Salvini gela Bertolaso: prima di decidere sento i romani

Lui minimizza,un equivoco;a kermesse Rutelli gli altri candidati

I candidati sindaco si "sfidano" per la prima volta sul palco de "La Prossima Roma", la "Leopolda" in salsa capitolina organizzata da Francesco Rutelli. In cinque salgono sul palco, tra cui Alfio Marchini, Roberto Morassut e Stefano Fassina. Roberto Giachetti si sfila. Assente, invece, Guido Bertolaso, impegnato tra l'altro a cercare di 'ricucire' con Matteo Salvini, che oggi ha annunciato un tour nelle piazze della Capitale per "raccogliere anche dai romani indicazioni su eventuali nomi" e che ha gelato l'ex capo della Protezione Civile spiegando che il nodo su Roma sarà sciolto solamente in un incontro "la prossima settimana" con Silvio Berlusconi.

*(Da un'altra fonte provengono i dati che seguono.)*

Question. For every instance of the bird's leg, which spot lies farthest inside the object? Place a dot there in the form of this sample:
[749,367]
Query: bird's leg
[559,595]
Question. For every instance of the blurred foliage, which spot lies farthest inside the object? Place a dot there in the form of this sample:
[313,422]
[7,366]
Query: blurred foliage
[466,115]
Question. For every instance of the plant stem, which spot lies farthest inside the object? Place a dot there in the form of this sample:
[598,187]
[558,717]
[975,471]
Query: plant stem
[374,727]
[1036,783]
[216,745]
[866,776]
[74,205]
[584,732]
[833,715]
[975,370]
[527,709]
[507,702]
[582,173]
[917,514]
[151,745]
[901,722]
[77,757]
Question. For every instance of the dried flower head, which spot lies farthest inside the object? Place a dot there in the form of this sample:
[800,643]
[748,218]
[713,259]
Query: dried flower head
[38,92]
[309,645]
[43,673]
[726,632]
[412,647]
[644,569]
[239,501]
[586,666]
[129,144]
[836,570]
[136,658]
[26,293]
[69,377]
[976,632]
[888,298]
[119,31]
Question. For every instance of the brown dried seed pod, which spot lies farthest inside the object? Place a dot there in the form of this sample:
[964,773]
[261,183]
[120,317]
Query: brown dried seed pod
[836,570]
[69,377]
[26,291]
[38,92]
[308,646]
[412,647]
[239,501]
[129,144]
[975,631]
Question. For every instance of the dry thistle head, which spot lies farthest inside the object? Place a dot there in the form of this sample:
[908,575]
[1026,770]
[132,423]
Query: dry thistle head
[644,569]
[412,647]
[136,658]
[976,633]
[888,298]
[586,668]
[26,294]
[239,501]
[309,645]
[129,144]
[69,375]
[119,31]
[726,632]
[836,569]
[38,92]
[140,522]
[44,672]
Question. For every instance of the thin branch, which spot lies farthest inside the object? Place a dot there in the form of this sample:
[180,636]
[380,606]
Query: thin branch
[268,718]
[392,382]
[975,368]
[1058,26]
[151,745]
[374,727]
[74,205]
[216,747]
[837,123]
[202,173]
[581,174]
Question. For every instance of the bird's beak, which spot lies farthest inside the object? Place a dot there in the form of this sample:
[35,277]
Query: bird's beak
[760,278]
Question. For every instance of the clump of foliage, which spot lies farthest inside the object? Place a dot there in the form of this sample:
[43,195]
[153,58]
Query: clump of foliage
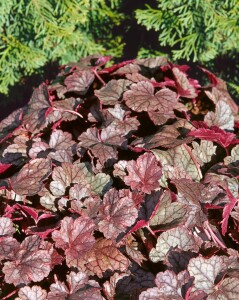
[121,182]
[33,32]
[197,30]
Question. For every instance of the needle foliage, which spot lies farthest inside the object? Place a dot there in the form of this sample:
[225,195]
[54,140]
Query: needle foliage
[33,32]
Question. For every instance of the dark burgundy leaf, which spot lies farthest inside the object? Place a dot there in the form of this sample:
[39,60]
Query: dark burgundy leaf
[227,210]
[6,226]
[117,212]
[144,174]
[10,124]
[111,93]
[32,293]
[110,286]
[141,97]
[4,167]
[102,144]
[132,249]
[79,82]
[29,180]
[8,247]
[205,272]
[30,263]
[75,236]
[214,134]
[179,237]
[105,256]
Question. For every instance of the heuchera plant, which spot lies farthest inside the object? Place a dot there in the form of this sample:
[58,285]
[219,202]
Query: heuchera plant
[121,182]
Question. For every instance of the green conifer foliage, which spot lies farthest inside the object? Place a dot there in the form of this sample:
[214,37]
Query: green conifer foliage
[33,32]
[203,31]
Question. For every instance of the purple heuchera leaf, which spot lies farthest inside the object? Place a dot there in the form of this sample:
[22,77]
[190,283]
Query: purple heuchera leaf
[205,272]
[141,97]
[144,174]
[77,285]
[116,213]
[6,226]
[29,181]
[75,236]
[107,173]
[29,264]
[79,82]
[177,237]
[32,293]
[105,256]
[214,134]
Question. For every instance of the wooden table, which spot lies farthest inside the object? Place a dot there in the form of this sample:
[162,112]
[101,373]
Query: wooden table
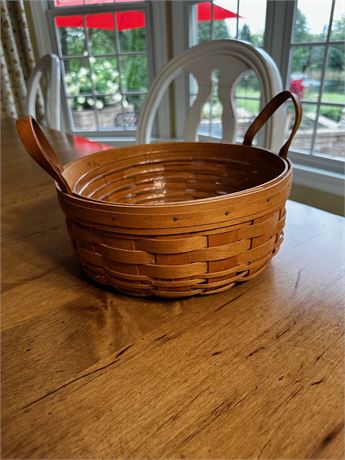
[255,372]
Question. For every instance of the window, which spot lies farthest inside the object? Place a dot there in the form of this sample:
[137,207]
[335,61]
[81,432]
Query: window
[220,20]
[307,44]
[317,75]
[103,46]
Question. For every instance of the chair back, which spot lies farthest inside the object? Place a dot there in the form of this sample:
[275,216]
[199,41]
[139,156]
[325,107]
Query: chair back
[49,66]
[231,58]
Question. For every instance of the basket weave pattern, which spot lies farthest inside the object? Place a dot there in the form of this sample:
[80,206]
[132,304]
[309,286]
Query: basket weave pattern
[180,265]
[173,219]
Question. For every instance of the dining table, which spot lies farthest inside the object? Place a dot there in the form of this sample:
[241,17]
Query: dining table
[91,373]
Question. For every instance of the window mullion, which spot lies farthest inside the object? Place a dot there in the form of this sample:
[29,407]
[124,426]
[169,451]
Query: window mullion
[322,78]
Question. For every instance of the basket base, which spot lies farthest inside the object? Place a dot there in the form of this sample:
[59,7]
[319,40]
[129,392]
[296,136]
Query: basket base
[155,291]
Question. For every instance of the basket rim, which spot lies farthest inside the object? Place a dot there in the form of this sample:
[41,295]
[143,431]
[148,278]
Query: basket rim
[177,204]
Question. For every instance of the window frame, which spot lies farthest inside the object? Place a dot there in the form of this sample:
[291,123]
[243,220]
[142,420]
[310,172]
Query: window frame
[280,17]
[47,40]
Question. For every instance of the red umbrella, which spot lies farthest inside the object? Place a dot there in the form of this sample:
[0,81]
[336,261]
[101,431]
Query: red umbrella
[205,12]
[131,19]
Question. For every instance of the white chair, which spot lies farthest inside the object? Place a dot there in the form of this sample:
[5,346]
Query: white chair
[232,58]
[49,66]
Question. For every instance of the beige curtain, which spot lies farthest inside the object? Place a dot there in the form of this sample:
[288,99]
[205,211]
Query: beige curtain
[17,59]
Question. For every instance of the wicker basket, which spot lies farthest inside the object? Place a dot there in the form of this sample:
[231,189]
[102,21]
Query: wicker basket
[173,219]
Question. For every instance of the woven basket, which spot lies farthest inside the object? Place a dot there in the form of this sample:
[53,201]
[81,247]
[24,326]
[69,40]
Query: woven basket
[173,219]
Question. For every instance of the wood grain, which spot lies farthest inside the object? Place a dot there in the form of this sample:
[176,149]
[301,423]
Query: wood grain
[255,372]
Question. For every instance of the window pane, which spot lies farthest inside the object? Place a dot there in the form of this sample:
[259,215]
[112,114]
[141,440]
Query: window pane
[105,75]
[102,39]
[251,24]
[133,39]
[71,35]
[83,114]
[338,24]
[134,73]
[246,110]
[77,77]
[312,19]
[330,136]
[334,83]
[306,70]
[304,136]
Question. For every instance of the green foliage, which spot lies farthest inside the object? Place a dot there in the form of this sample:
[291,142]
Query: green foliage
[245,33]
[105,77]
[219,30]
[307,59]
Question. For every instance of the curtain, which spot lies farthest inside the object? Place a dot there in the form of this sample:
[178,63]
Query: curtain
[16,60]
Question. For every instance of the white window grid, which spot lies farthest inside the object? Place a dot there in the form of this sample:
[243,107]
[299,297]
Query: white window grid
[86,9]
[192,33]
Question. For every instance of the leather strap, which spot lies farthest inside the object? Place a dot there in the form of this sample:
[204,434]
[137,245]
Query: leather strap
[38,147]
[267,112]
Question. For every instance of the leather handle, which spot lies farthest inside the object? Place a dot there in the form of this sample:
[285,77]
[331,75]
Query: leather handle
[38,147]
[267,112]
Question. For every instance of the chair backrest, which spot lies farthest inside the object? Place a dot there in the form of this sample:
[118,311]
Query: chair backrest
[49,66]
[231,58]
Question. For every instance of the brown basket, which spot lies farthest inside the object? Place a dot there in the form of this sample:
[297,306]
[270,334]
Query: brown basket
[173,219]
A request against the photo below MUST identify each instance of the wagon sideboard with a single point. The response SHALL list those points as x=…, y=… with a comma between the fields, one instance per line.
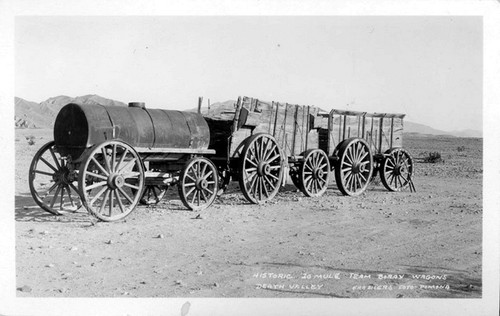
x=298, y=128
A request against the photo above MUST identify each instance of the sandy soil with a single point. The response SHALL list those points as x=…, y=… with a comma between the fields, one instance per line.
x=381, y=244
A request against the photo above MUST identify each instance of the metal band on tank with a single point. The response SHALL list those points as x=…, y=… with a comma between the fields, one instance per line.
x=110, y=120
x=152, y=124
x=189, y=128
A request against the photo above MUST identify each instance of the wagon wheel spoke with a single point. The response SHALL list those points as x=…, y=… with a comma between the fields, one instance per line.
x=261, y=168
x=98, y=165
x=314, y=173
x=115, y=170
x=120, y=161
x=49, y=178
x=355, y=166
x=396, y=169
x=197, y=182
x=48, y=164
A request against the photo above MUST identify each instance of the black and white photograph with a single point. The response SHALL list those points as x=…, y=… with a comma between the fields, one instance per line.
x=175, y=163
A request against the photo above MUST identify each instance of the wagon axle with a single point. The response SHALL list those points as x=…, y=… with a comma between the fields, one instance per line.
x=110, y=158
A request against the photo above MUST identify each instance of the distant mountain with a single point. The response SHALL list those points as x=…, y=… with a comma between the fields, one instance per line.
x=33, y=115
x=42, y=115
x=416, y=128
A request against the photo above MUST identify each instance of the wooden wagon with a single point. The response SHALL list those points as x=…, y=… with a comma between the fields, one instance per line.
x=110, y=158
x=258, y=143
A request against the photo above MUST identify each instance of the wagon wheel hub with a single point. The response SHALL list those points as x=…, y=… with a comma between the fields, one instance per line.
x=264, y=169
x=318, y=174
x=201, y=184
x=62, y=176
x=116, y=181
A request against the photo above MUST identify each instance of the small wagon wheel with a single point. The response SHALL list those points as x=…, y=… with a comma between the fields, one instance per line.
x=354, y=166
x=396, y=169
x=153, y=194
x=111, y=180
x=314, y=173
x=53, y=181
x=198, y=184
x=261, y=168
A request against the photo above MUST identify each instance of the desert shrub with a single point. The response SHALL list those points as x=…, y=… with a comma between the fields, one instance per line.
x=433, y=157
x=31, y=140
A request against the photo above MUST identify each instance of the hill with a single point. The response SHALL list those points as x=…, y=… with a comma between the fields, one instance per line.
x=33, y=115
x=42, y=115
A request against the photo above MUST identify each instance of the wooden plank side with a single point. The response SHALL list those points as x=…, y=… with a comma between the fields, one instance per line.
x=372, y=132
x=237, y=141
x=397, y=133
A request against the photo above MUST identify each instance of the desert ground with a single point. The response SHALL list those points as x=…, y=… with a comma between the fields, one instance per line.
x=381, y=244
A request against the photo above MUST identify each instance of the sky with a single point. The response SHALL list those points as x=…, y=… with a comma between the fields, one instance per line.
x=428, y=67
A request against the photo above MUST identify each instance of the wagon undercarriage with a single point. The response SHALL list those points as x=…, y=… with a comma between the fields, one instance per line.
x=111, y=169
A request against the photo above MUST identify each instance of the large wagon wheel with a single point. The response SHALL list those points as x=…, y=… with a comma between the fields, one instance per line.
x=314, y=173
x=396, y=169
x=53, y=181
x=354, y=167
x=111, y=180
x=261, y=168
x=198, y=184
x=153, y=194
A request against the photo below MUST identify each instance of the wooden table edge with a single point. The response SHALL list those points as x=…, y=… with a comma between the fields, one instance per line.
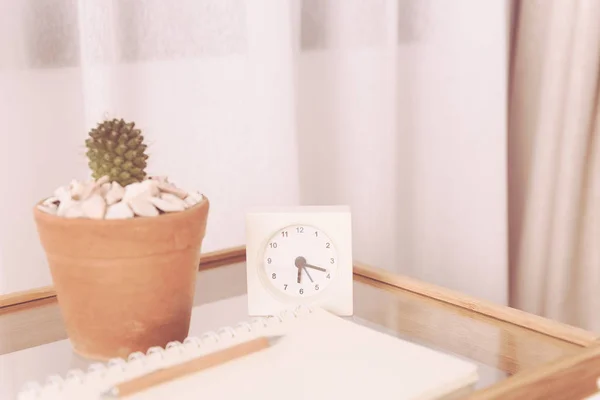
x=568, y=378
x=232, y=255
x=523, y=385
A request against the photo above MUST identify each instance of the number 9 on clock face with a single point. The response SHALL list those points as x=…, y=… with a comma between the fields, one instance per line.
x=300, y=261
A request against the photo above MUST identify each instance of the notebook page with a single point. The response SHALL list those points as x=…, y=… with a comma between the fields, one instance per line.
x=327, y=357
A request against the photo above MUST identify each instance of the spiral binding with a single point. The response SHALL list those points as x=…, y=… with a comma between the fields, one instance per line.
x=157, y=357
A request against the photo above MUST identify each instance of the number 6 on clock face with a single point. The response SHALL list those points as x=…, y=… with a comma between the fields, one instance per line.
x=299, y=256
x=300, y=260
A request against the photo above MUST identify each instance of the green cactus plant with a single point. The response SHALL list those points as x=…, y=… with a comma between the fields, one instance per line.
x=117, y=150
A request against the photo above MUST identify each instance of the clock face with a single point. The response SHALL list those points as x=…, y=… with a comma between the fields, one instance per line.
x=300, y=261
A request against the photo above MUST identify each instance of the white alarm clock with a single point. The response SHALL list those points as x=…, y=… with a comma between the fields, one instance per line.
x=299, y=256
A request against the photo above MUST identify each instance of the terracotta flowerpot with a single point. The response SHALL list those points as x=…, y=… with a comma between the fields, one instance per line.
x=124, y=285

    Bertolaso, dal canto suo, minimizza e rilancia. "Con Salvini c'è stato semplicemente un grande equivoco. Lui mi ha sempre ribadito: 'A Roma voglio vincere', quindi da questo punto di vista parliamo esattamente la stessa lingua". Ma a far da sponda alla corrente anti-Bertolaso arriva la proposta del leader dei Conservatori e Riformisti, Raffaele Fitto, che lancia le primarie del centrodestra per il 13 marzo. Iniziativa raccolta dal leader della Destra, Francesco Storace. "Spero che nel centrodestra - dice - si decidano ad accettare l'idea che il popolo si possa esprimere". Alla kermesse organizzata da Rutelli, l'ex sindaco ribadisce definitivamente che non si candiderà ma non chiude la porta all'ipotesi di presentare una lista civica. "Darò una mano da volontario - spiega -. Mi sento uno dei tre milioni di cittadini romani oggi amareggiati, incavolati, insoddisfatti su come la città sta andando però non rassegnati. Roma o declina o torna a galoppare". All'ultimo appuntamento della kermesse rutelliana erano presenti quasi tutti gli aspiranti inquilini del Campidoglio. "Siamo venuti qui perché Rutelli è stato il primo sindaco ecologista, io sarò il secondo" dice Gianfranco Mascia, portavoce romano dei Verdi. Il primo a salire sul palco è stato Alfio Marchini, che oggi ha incassato l'appoggio anche dell'Area Popolare (Ncd-Udc) per voce della deputata Paola Binetti. "Sono convinto - dice rivolgendosi al commissario romano del Pd, Matteo Orfini, in platea - che i partiti hanno bisogno di un'autocritica ma soprattutto di ossigenarsi con la società civile". Subito dopo è il turno di Roberto Morassut, ex assessore della giunta Veltroni e deputato del Pd. Per lui le questioni-priorità che il nuovo sindaco di Roma dovrà affrontare sono la governance del Campidoglio e le risorse senza le quali la Città Eterna si trasformerebbe in un'"enorme area depressa".
    Sul palco anche Stefano Fassina, che annuncia per il 5 marzo, alla vigilia delle primarie del centrosinistra, la presentazione del suo programma partecipato. A chiudere il primo confronto Gianfranco Mascia e Domenico Rossi, candidato di Centro democratico. Roberto Giachetti, l'aspirante sindaco 'incoronato' da Matteo Renzi, si sfila ed evita il palco. Arriva, assiste per circa un'ora al dibattito e poi va via. Il mio programma? "Ancora non ce l'ho, neanche quello del Pd" replica a Fassina che in più occasioni ha sottolineato di non condividere né il suo programma né quello del Pd. Assenti invece i candidati del centrodestra: Francesco Storace, leader de La Destra, e Guido Bertolaso. L'ex capo della Protezione Civile fa sapere di avere "altri impegni", anche se in tanti parlano di una decisione presa per far piacere ai suoi alleati, non proprio contenti del suo esordio e delle parole sul tema rom. Per questo oggi prova a dare una sterzata a destra alla sua campagna elettorale dietro l'hashtag '#tolleranza zero contro il degrado', citando come esempio l'ex sindaco di New York, Rudolph Giuliani.